EnergyInsights.net 
The Force Behind Oil's Unlikely Rise 02-12-2009 7:58 pm

If Isaac Newton were alive today, oil prices might just make him doubt the whole gravity thing.

This should have been a hellish week for crude-oil prices, yet they remain higher than last Friday's close. The latest updates from the Department of Energy were nothing short of diabolical.

Monday's monthly report revised overall demand in September down by more than half a million barrels a day. At 18.4 million barrels, it was up on a year before, but comparisons with the month when Lehman Brothers collapsed tend to flatter. Demand in September 2007 was 20.4 million barrels a day.

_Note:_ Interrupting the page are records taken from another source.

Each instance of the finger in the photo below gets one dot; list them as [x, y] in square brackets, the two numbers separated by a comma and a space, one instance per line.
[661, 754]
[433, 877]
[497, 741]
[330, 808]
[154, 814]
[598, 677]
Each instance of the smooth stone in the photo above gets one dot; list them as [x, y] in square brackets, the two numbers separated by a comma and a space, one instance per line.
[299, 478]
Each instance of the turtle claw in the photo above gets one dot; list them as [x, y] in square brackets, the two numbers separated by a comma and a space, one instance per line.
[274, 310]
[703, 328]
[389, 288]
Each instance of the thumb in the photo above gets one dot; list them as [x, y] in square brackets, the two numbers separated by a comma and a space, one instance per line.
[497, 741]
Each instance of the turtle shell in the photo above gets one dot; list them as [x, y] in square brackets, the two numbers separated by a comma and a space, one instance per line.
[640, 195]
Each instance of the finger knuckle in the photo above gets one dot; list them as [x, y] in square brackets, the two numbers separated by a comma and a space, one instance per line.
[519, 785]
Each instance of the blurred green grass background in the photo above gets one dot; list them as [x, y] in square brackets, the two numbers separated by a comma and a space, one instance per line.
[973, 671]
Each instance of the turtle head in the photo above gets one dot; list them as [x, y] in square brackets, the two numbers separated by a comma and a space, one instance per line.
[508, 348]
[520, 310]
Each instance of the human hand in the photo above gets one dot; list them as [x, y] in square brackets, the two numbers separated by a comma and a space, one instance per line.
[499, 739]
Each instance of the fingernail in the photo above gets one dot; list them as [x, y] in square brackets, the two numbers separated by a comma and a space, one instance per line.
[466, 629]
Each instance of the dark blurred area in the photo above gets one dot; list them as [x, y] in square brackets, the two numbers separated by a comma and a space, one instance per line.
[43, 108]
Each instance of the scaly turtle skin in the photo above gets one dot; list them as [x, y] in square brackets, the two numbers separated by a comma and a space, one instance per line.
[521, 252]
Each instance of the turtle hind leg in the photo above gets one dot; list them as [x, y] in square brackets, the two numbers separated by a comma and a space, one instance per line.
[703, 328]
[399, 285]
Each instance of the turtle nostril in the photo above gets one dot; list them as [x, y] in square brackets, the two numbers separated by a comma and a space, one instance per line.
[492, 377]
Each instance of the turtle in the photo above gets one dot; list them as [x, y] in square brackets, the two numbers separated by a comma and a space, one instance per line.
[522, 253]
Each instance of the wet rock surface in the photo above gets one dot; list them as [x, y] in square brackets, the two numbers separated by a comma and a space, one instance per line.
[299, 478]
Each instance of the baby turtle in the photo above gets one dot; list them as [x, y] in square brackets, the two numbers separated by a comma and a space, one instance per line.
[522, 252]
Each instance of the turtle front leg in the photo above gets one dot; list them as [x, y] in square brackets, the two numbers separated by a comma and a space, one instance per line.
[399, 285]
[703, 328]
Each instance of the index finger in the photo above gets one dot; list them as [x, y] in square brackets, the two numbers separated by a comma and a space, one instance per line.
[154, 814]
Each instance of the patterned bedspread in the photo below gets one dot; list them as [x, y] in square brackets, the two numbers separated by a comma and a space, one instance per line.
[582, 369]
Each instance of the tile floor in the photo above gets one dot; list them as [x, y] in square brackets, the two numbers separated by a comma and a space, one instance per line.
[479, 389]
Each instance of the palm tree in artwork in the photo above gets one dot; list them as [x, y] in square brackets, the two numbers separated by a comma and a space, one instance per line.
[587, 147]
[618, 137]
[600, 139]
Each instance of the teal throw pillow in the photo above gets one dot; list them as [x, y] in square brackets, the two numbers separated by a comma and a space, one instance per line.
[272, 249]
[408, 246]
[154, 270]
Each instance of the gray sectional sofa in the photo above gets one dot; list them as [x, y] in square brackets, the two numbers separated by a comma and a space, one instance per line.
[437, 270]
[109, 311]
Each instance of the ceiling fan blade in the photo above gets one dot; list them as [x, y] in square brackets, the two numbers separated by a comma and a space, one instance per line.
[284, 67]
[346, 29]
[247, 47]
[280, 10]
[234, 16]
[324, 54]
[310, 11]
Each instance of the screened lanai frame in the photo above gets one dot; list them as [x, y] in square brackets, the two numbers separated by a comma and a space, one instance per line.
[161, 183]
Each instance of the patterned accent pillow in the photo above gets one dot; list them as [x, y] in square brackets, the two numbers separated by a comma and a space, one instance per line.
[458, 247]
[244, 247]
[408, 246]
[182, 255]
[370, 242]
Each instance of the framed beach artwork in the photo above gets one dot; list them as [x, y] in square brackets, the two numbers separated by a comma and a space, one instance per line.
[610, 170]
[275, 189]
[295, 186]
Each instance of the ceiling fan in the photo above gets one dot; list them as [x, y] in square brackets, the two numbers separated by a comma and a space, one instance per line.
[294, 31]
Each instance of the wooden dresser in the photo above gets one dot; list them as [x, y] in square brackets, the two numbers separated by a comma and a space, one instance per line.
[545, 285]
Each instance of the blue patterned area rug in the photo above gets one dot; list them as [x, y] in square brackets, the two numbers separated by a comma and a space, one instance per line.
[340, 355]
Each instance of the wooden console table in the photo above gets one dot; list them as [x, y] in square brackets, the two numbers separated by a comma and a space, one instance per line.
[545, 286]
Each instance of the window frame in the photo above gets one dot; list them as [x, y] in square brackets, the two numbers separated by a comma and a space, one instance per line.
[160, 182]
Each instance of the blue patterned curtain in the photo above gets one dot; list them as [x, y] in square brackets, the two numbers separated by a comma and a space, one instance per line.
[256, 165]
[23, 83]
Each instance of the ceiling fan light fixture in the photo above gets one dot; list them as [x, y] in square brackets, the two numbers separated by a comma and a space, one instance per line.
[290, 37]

Wednesday's weekly report showed inventories are, in contrast, overflowing. Domestic production of oil has actually risen by about 450,000 barrels a day in the past year. Stocks at Cushing, Okla., the reference point for the Nymex West Texas Intermediate oil benchmark, are more than a third higher than last year. Stocks of distillate, including diesel, fell, but remain 30% above the five-year average. Refiners are chugging along at a low utilization rate of about 80%.

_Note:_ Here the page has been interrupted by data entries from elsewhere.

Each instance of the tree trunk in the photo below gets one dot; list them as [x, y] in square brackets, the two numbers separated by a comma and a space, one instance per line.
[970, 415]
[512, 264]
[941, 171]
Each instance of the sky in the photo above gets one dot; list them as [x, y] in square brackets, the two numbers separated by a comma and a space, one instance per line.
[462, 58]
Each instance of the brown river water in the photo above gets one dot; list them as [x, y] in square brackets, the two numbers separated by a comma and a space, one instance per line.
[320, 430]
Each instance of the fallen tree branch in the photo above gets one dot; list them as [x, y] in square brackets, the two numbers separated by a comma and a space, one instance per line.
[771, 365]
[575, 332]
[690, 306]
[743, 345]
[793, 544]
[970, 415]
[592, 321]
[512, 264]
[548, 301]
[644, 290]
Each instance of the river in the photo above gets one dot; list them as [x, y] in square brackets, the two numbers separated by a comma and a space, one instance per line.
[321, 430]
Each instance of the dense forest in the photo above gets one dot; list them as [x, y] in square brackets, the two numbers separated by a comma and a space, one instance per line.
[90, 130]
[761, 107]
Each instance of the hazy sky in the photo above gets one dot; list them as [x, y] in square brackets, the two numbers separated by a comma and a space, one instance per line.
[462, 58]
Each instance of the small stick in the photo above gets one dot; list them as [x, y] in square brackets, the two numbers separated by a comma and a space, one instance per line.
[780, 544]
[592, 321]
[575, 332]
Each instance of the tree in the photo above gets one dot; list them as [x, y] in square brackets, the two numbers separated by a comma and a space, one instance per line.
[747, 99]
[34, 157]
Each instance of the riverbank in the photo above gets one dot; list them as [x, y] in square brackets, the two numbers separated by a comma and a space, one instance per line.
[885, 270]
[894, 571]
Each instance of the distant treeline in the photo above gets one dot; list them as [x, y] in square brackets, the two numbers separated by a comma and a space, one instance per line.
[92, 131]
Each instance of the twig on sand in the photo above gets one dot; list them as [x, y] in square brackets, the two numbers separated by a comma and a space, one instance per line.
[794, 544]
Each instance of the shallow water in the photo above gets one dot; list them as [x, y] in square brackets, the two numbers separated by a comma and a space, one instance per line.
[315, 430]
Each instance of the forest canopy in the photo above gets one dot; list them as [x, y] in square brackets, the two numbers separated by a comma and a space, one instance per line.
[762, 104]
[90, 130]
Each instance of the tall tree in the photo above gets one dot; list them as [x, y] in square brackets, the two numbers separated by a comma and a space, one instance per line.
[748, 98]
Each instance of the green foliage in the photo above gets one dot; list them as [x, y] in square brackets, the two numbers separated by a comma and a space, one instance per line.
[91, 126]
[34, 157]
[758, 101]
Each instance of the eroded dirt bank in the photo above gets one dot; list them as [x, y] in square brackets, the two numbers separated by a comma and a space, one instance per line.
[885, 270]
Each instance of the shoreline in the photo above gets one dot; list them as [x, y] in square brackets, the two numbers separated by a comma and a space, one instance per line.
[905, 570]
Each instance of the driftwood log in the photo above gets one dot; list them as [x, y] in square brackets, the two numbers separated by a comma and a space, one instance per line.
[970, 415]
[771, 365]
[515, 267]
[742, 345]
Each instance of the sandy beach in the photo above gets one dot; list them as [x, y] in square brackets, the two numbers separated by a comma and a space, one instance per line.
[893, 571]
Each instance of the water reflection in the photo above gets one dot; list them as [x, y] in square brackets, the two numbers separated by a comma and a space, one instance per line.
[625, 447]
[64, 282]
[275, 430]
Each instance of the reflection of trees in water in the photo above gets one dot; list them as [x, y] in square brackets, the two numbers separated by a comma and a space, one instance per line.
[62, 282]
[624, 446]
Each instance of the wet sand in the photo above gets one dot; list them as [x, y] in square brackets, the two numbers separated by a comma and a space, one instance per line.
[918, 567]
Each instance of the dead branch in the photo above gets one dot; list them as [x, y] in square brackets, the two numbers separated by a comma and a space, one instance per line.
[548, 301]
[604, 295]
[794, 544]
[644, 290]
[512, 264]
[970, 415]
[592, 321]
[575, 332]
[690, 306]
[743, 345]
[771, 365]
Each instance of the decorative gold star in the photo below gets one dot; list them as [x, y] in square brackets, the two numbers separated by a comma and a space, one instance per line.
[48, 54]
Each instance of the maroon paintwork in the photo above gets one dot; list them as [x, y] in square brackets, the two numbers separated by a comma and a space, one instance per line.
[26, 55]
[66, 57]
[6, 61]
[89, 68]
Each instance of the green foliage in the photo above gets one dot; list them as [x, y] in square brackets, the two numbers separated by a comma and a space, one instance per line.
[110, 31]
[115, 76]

In the face of continuing weak demand in the industrialized world and gathering efforts to curb consumption structurally, the "peak oil" argument rings hollow.

Oil's buoyancy in the face of all this points to the effect of cheap money. Low rates are pushing investor dollars into riskier assets, in part to hedge against a weaker dollar. Oil's correlation with the greenback has leapt from between 20% and 30% in May to almost 70% today. As with many other asset classes in this period of extraordinarily lax monetary policy, prices appear less subject to fundamentals, and more to cosmic forces.